My narrative is that I've never known what's coming next-I still don't. I fell down the right set of stairs and have been surrounded by people who have picked me up and said, “Let's try this again.” It's been one anxious block of uncertainty after another.

I think all of the best nonfiction that has ever been made comes from the result of someone who can't stop thinking about a certain topic - a very specific aspect of a certain topic in some cases. And second, they got really good at figuring out what they had to say about it.

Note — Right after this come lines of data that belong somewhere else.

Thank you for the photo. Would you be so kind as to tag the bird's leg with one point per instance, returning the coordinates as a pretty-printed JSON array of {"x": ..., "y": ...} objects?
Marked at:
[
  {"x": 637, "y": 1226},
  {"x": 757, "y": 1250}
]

Email is such a funny thing. People hand you these single little messages that are no heavier than a river pebble. But it doesn't take long until you have acquired a pile of pebbles that's taller than you and heavier than you could ever hope to move, even if you wanted to do it over a few dozen trips. But for the person who took the time to hand you their pebble, it seems outrageous that you can't handle that one tiny thing.

Trying to talk somebody out of the stuff that they enjoy in life is like trying to talk them out of their faith or their sexuality. It’s a pointless exercise that can never be anything but acrimonious and will only highlight unnecessary amounts of difference about things that ultimately don’t really matter. Buy the steak you like, worship the god you love, neck with the people that you treasure and don’t worry about the numbers.

Before you sweat the logistics of focus: first, care. Care intensely.... Obsessing over the slipperiness of focus, bemoaning the volume of those devil "distractions," and constantly reassessing which shiny new "system" might make your life suddenly seem more sensible - these are all terrifically useful warning flares that you may be suffering from a deeper, more fundamental problem.... Know in your heart that what you're making or doing matters... First, care. Then, as you'll happily and unavoidably discover, all that "focus" business has a peculiar way of taking care of itself.

You're gonna die. You're gonna die. And nobody's gonna care which version of the iPhone you used to make something on Twitter, or to go and post about your bowel movement on Facebook. And I'm not even talking about legacy; I'm talking about the fact that I personally feel most alive when I'm making something, and I feel least alive when I'm being led around by some obnoxious use of my attention that I wasn't aware of. To me, that's the thing. You can buy the jogging shoes and you can buy the Runner's World, but until you put them on and walk out the door every day, you're just a fat man.